# squirt guns!



## thaddeusss (Jan 15, 2013)

hey all, forgive me if this has been covered - I tried searching but didn't find anything. 

I know that so many of us use a squirt of water to deter unwanted behavior from our goats. I find it highly effective. problem is, I have a hard time finding a squirt gun that doesn't break right away. does anyone have a source for decent quality squirters? I hate having to pack around extra plastic junk...


----------



## idahonancy (Dec 13, 2008)

Great question. I love the Super Soaker Wars Bottle Blitz. Just about any water bottle will screw onto it. It is a pump action that can reach out with a 25 ft stream. It is brightly colored.
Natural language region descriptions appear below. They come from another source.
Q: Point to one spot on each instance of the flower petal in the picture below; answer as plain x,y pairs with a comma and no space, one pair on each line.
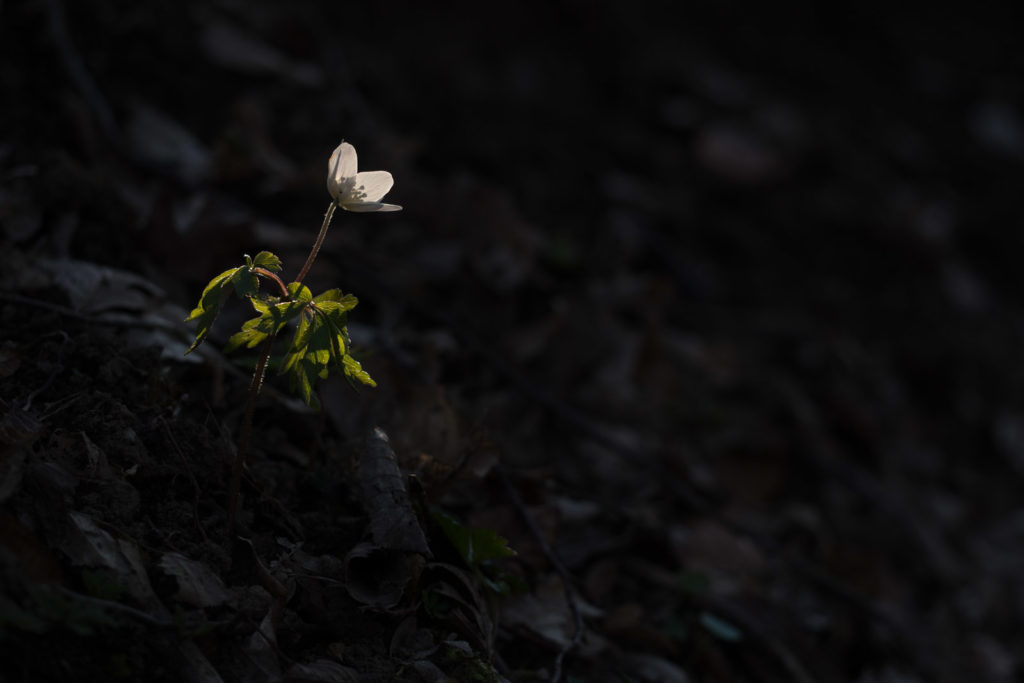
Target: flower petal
343,164
372,185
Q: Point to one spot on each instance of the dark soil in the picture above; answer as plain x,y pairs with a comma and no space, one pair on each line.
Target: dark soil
713,315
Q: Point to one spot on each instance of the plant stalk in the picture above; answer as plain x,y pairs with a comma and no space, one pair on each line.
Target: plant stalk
318,243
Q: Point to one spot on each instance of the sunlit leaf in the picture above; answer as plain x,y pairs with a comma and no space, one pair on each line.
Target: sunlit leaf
354,370
210,302
719,628
474,545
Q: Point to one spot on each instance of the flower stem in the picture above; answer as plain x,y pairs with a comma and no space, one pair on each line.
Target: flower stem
318,243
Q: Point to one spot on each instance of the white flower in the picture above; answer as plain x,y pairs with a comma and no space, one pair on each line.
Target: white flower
356,191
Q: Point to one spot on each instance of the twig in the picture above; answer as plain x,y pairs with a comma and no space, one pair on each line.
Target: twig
320,242
247,425
78,73
555,562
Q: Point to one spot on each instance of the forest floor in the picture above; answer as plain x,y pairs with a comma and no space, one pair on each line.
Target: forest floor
697,345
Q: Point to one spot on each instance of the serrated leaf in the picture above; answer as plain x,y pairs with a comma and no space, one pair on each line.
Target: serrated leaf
348,300
309,357
250,336
210,302
338,340
299,343
474,545
267,260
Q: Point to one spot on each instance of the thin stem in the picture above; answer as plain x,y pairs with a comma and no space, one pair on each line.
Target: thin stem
274,278
318,243
247,427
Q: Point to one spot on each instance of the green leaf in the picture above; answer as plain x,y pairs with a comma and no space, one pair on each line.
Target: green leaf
347,301
475,546
209,305
267,260
299,344
308,358
719,628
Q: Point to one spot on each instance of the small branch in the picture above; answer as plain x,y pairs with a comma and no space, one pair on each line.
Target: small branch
320,242
272,275
247,426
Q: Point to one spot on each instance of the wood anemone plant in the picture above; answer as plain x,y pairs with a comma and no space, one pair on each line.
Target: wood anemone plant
321,340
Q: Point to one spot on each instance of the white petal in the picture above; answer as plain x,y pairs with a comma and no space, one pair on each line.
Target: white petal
343,163
372,185
370,207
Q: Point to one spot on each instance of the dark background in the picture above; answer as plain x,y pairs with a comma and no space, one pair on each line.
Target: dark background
731,293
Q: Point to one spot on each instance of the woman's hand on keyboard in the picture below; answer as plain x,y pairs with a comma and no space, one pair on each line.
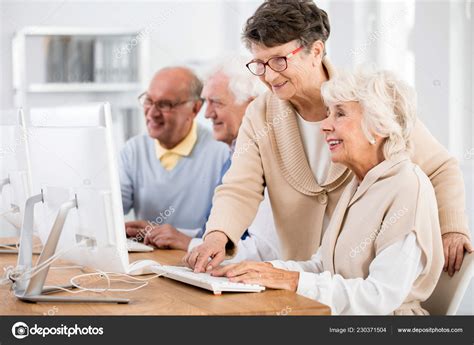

I have had mine for 3 years. The greatest part is once a goat figures out that is a squirt gun all you have to do is set it on top of what ever you don't want the goats to touch. I can hang it in their favorite tree and they won't go near it. It rides nicely on top of a cross buck. That was handy when I was training the boys on our first camping trip. The little squirt guns are handy but they leak in your pocket and need a long trigger pull to shoot anywhere. You'll love the pump action and reach of this gun. Cost $8 online. 
Good Luck, IdahoNancy


----------



## Rex (Nov 30, 2008)

we use an adjustable spray head on a plastic pop bottle. Works great.


----------



## Bob Jones (Aug 21, 2009)

I picked up some squirt bottles a the dollar store. I have a couple sizes.


----------



## Mt.goatguy (Dec 2, 2011)

Free squirt bottles appeared under my kitchen sink and in my laundry room in the form of nearly empty bottles that had a little other stuff in them. 

As Idahonancy pointed out just bringing the guns into sight gets my goats acting better...


----------